Nel 1910 l’internista inglese William Hunter gettò le basi della “teoria focale“ (“The role of sepsis and antisepsis in medicine”) e nel 1920 il batteriologo americano Rosenow riuscì a riprodurre alcune malattie focali (poliartriti e glomerulonefriti) su animali da laboratorio tramite l’inoculazione di patogeni provenienti da siti orali infetti (“teoria tossinfettiva”). Nel 1937 e nel 1950 si svilupparono la “teoria allergica” di Berger e la “teoria neurdistrofica” di Speransky.

L’ indicazione alla terapia estrattiva dentale per motivazioni sistemiche decadde negli anni 40-50 con l’avvento della terapia antibiotica, ma numerose ricerche negli ultimi vent’anni continuano a correlare i foci settici del cavo orale e in particolare la malattia parodontale alle patologie sistemiche renali, cardiache, neurologiche e autoimmuni. Viceversa, numerose patologie sistemiche sono correlate ad un aumento dell’incidenza della malattia parodontale, ad indicare che un approccio “olistico” delle patologie infettive/infiammatorie sia in senso terapeutico che preventivo è assolutamente necessario, anche in considerazione del fatto che in funzione dell’abuso delle terapie antibiotiche alcune patologie stanno ritornando di estrema attualità.

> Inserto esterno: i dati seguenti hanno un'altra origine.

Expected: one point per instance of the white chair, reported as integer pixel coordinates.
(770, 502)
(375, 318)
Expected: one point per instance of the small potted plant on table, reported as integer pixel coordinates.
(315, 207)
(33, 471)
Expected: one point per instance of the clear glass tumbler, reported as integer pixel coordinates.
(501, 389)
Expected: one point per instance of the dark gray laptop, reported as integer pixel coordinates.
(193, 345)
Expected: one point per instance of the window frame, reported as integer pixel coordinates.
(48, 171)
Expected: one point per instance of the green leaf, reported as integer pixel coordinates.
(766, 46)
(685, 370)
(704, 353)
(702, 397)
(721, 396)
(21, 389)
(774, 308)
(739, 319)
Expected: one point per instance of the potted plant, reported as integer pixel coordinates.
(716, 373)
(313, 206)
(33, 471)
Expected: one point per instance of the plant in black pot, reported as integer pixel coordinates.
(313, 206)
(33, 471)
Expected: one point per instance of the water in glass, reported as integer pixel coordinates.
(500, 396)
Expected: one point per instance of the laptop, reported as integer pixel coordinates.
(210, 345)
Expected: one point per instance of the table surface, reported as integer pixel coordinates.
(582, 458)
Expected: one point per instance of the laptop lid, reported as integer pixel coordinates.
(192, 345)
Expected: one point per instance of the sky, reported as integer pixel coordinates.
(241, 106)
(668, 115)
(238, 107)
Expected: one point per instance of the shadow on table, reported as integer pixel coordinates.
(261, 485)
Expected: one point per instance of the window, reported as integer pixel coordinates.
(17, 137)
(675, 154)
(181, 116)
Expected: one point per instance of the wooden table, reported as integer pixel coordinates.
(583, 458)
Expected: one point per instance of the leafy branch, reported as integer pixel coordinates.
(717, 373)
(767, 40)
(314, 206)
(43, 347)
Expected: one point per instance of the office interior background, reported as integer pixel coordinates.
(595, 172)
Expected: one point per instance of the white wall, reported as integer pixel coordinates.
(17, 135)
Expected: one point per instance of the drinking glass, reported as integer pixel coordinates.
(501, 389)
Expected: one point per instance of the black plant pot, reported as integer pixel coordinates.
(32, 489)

È inoltre ormai noto e riconosciuto che il meccanismo della cascata infiammatoria e della risposta immunitaria non è solo ed esclusivamente sito-specifico, ma espleta i suoi effetti anche in senso sistemico: forse dovremmo riprendere in considerazione di ritornare alla “radice” (nel vero senso della parola) della medicina odontoiatrica?